The Lightcone Bootstrap and the Spectrum of the 3d Ising CFT
David Simmons-Duffin
TL;DR
This work advances the analytic understanding of the 3d Ising CFT by marrying numerical bootstrap with a robust lightcone bootstrap framework. It introduces new techniques for summing infinite SL(2,R) block families and for diagonalizing mixing among double-twist towers via a twist Hamiltonian, achieving all-orders large-spin results and precise comparisons to numerics for the Ising data. The approach yields analytic approximations for dimensions and OPEs of several infinite families in terms of a small set of initial data, and demonstrates how biregular constraints from low-twist operators can constrain key parameters like $\Delta_\sigma$, $\Delta_\epsilon$, $f_{\sigma \\sigma \\epsilon}$, $f_{\\epsilon \\epsilon \\epsilon}$, and $c_T$. The work lays a concrete path toward analytics in the conformal bootstrap, offering a hybrid paradigm that combines lightcone analytic control with targeted numerics to push beyond the large-spin regime and to illuminate the structure of crossing in strongly coupled CFTs.
Abstract
We compute numerically the dimensions and OPE coefficients of several operators in the 3d Ising CFT, and then try to reverse-engineer the solution to crossing symmetry analytically.

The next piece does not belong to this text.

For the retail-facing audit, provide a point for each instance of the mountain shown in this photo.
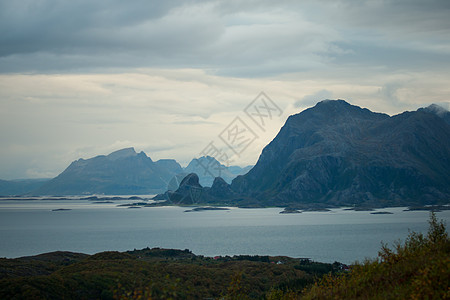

Our key tool is a set of new techniques for computing infinite sums of SL(2,R) conformal blocks. Using these techniques, we solve the lightcone bootstrap to all orders in an asymptotic expansion in large spin, and suggest a strategy for going beyond the large spin limit. We carry out the first steps of this strategy for the 3d Ising CFT, deriving analytic approximations for the dimensions and OPE coefficients of several infinite families of operators in terms of the initial data $\{Δ_σ,Δ_ε,f_{σσε},f_{εεε},c_T\}$. The analytic results agree with numerics to high precision for about 100 low-twist operators (correctly accounting for O(1) mixing effects between large-spin families). Plugging these results back into the crossing equations, we obtain approximate analytic constraints on the initial data.